Sally Dark: Wenn es dann sehr viele Protagonisten sind, oder mit Nebencharakteren und Co. und großes Setting oder so viel aufzubauen an Hintergrundgeschichte, dann erst recht, damit wirklich alles stimmig ineinander greift. Also gerade bei Lost Boys oder Lost Bastards Band 1, da musste ich ganz viel hin und her. Also ich weiß nicht, wie oft ich diesen Anfang umgeschrieben hab, damit er wirklich so ist, damit man das versteht, weil es ist ja doch sehr umfangreich mit Hawker und Co. und was er sich ja so aufgebaut hat im Hintergrund, dass das nicht dominiert. Aber dass man es versteht, worum es geht, das war echt schwierig. Also den Spagat hinzukriegen, das war echt krass. Da bin ich sehr viel hin, vor, zurück, vor, zurück, vor, zurück, wieder weitergeschrieben, Ach ne, Scheiße, muss noch mal zurück. Oder dann Kommentare, Gottes Willen. Das ganze Manuskript von der Kommentare, weil ich dann immer keine Bock mehr hatte, noch hinzugehen. Ich nein, das mach ich bei der Überarbeitung meine Finale. Und dann war alles von der Kommentare. Dann bin ich wieder zurückgesprungen, das Kapitel, okay, Kommentar, das und das musst du noch einarbeiten, das und das musst du noch einfügen, das und das musst du noch ergänzen.

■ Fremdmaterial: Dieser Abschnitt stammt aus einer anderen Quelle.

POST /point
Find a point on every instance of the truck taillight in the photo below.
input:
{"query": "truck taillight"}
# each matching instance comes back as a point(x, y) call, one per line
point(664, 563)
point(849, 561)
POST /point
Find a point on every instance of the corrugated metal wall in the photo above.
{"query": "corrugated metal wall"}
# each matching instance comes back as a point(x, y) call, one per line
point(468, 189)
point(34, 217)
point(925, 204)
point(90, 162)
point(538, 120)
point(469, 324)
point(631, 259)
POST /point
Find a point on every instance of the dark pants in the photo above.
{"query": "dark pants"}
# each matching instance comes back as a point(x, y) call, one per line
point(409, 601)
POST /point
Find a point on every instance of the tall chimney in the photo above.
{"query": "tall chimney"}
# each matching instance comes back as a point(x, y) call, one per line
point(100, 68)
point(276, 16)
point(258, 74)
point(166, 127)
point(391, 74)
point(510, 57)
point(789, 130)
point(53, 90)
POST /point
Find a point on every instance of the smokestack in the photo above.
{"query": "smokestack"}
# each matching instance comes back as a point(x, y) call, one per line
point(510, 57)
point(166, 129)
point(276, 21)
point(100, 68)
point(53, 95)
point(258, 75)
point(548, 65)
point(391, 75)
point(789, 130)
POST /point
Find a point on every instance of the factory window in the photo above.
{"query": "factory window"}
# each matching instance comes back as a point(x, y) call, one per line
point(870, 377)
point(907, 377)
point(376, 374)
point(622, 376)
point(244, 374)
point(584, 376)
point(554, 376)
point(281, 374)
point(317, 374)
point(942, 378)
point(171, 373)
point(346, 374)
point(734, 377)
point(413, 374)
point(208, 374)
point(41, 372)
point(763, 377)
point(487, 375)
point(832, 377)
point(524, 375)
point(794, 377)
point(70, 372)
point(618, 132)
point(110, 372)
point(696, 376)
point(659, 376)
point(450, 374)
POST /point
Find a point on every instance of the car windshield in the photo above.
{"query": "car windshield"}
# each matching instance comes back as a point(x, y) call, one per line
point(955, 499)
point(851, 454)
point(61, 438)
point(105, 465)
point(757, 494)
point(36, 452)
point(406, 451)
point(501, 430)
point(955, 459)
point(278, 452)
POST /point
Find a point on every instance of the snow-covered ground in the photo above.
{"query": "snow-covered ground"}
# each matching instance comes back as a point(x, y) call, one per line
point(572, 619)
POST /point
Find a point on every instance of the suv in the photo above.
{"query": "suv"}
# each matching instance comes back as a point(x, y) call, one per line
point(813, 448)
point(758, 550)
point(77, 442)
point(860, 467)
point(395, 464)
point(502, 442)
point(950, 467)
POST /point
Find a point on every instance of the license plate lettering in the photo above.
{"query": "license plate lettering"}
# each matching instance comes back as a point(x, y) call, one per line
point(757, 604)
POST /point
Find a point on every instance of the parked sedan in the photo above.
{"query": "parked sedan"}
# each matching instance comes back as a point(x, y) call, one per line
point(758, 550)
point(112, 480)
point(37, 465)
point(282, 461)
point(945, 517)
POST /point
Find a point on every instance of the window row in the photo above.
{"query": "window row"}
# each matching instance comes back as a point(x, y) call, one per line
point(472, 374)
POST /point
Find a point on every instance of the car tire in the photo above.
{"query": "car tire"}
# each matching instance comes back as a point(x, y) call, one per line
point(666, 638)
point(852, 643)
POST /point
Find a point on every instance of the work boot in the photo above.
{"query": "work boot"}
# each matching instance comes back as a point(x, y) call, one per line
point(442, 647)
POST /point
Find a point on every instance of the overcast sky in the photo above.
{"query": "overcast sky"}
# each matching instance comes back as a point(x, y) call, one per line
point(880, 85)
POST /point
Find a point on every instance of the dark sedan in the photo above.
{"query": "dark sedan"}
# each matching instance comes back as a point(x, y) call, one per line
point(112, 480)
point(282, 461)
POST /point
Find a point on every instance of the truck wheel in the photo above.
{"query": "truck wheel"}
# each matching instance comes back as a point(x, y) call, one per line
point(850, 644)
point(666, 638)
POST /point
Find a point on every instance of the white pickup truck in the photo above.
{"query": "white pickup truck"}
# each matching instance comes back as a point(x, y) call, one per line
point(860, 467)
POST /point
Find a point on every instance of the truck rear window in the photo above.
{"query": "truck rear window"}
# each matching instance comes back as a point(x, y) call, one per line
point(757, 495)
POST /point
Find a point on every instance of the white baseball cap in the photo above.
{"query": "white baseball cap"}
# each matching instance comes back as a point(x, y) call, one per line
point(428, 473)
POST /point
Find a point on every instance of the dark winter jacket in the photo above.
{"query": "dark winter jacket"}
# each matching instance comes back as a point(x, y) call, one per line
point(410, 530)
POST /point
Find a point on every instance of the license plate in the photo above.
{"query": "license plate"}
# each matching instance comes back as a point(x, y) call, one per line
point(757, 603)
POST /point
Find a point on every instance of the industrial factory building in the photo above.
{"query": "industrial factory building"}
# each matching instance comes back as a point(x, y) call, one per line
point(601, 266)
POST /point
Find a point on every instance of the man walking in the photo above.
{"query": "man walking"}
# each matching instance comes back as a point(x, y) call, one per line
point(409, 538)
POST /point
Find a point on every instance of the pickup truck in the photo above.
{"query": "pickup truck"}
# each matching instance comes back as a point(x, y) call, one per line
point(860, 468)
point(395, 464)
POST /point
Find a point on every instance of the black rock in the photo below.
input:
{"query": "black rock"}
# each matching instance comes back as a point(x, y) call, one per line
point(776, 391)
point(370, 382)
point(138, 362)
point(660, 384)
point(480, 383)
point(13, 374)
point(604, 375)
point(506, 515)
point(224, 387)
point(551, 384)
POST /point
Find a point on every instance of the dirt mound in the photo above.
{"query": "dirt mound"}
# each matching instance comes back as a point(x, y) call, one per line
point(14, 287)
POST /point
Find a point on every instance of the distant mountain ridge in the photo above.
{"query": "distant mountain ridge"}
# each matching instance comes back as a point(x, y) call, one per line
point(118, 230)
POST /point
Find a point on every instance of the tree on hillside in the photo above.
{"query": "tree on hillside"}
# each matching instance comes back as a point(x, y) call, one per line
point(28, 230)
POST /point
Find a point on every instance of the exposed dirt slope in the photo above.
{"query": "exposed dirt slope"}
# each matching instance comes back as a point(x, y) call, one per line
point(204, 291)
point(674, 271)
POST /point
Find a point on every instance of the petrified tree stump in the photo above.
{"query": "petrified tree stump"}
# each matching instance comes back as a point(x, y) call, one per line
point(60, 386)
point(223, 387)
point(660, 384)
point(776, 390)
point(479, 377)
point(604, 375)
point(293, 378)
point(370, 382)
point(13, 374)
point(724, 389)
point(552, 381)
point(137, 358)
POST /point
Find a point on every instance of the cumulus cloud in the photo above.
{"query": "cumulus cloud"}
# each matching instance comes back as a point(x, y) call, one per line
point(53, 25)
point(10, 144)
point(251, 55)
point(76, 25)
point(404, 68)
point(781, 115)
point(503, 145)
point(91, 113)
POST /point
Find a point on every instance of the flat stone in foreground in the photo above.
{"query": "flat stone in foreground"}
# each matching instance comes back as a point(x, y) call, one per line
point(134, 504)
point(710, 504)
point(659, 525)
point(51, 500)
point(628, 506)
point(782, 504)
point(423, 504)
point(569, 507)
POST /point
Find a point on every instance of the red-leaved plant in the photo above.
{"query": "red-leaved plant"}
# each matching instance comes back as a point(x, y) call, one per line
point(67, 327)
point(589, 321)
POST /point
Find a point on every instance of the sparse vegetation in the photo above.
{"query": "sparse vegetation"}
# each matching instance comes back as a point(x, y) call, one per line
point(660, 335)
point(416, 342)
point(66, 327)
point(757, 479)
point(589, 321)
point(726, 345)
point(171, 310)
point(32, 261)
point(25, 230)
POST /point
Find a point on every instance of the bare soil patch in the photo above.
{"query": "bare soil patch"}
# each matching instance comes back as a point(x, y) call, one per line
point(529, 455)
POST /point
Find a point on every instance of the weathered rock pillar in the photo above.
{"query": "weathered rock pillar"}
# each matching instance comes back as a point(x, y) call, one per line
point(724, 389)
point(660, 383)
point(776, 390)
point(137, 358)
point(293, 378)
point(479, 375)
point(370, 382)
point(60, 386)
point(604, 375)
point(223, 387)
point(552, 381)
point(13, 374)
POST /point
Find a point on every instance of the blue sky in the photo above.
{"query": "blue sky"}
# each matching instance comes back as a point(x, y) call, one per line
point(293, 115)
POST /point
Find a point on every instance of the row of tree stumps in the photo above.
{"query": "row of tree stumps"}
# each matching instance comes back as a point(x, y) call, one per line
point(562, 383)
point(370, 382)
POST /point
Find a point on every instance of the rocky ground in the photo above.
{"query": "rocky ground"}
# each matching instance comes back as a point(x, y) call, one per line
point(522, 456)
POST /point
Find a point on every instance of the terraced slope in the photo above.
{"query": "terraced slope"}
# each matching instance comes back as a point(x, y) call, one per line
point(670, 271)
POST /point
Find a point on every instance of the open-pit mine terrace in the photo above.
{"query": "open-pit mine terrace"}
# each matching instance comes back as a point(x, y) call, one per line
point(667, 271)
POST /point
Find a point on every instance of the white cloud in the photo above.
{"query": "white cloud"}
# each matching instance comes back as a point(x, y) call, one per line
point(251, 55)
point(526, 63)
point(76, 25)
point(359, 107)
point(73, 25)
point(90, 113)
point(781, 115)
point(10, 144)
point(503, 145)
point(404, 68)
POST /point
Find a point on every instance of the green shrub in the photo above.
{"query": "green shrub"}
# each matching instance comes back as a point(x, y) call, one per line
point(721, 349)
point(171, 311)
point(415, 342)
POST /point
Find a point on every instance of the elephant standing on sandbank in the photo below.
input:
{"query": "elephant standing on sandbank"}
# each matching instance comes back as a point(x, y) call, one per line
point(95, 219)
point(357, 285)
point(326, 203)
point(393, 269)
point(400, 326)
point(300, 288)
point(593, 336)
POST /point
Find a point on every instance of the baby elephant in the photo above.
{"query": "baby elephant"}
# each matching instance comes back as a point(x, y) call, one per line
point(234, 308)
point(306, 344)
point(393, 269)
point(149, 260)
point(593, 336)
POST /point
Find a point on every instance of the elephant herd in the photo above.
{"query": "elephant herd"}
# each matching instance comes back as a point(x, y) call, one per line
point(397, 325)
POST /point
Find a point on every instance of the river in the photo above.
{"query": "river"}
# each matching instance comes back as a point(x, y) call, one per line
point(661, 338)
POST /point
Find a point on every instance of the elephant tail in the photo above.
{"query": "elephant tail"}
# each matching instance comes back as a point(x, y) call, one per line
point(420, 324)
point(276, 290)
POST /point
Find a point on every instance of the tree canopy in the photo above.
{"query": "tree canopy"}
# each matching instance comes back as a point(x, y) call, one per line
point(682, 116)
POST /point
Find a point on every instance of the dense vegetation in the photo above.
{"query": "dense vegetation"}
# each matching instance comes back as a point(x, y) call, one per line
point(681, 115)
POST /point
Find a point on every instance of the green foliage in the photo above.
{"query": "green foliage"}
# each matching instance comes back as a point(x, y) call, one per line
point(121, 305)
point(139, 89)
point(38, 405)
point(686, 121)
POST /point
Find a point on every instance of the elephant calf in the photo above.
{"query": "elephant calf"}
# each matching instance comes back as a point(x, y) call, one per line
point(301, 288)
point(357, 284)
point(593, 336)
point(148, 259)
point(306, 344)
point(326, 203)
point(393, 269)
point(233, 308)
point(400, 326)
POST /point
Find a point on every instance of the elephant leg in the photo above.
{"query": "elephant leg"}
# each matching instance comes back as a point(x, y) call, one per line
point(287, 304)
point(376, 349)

Jennifer Rolle: Mhm. Mhm. Mhm.

Sally Dark: Um Gottes Willen, ich hab wirklich den Wald vor lauter Bäumen nicht mehr gesehen so viele Kommentare waren da. Also das war auch krass.

Jennifer Rolle: Das kann ich mir vorstellen. Und schreibst du denn dann chronologisch? Ja.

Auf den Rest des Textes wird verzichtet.